Sortilin-Mediated Endocytosis Determines Levels of the Fronto-Temporal Dememtia Protein, Progranulin

The most common inherited form of Fronto-Temporal Lobar Degeneration (FTLD) stems from Progranulin (GRN) mutations, and exhibits TDP-43 plus ubiquitin protein aggregates in brain. Although it is well established that disease causing mutations in GRN lead to haploinsufficiency of Progranulin (PGRN), the neurobiology of this secreted glycoprotein is unclear.
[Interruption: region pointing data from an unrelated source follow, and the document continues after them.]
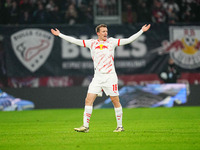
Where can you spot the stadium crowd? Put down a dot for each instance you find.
(81, 11)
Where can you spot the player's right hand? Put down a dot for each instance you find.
(55, 32)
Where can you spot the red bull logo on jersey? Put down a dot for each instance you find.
(184, 47)
(101, 47)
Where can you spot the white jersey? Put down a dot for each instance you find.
(102, 53)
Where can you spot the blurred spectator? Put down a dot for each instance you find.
(1, 13)
(3, 73)
(40, 16)
(158, 13)
(50, 6)
(7, 8)
(38, 11)
(172, 9)
(14, 13)
(71, 15)
(55, 15)
(25, 5)
(171, 73)
(25, 18)
(129, 16)
(143, 12)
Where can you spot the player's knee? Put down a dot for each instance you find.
(88, 101)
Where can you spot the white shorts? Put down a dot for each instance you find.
(104, 82)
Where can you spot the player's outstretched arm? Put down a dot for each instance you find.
(55, 32)
(70, 39)
(146, 27)
(134, 36)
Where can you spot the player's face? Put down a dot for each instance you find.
(103, 33)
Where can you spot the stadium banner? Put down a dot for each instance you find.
(150, 95)
(32, 51)
(84, 81)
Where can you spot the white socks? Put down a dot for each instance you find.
(118, 114)
(88, 112)
(87, 115)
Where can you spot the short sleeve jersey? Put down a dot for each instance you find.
(102, 53)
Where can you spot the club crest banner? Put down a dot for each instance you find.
(32, 51)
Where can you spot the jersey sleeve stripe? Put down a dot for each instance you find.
(118, 42)
(84, 43)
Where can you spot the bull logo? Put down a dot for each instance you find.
(101, 47)
(32, 47)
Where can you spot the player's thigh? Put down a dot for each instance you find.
(90, 98)
(111, 86)
(115, 101)
(95, 87)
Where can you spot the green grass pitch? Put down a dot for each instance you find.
(176, 128)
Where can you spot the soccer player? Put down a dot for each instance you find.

We examined PGRN binding to the cell surface, and found that PGRN binds to mature cortical neurons with high affinity via its C-terminus. Through an unbiased expression cloning strategy we identified Sortilin (Sort1 ) as a major high affinity binding site. Sort1-/- neurons exhibit reduced PGRN binding, identifying Sortilin as a major cell surface binding site for PGRN. In the CNS, Sortilin is expressed by neurons and PGRN is most strongly secreted by activated microglial cells after neuronal stress. The functional consequence of this paracrine interaction is rapid delivery of PGRN to lysosomes via Sortilin-mediated endocytosis. Mice lacking Sortilin have elevated brain and serum PGRN levels of 2.5- to 5-fold. The ∼50% decrease in PGRN levels causative in FTLD cases with GRN mutations is mimicked in PGRN+/- mice, and is fully corrected by Sort1 ablation. PGRN's natural role may be to support the function of lysosomes in neurons, because loss of PGRN results in lipofuscinosis and accumulation of autolysosomal structures. Our results indicate titration of Sortilin-mediated PGRN endocytosis is likely to play a central role in FTLD pathophysiology.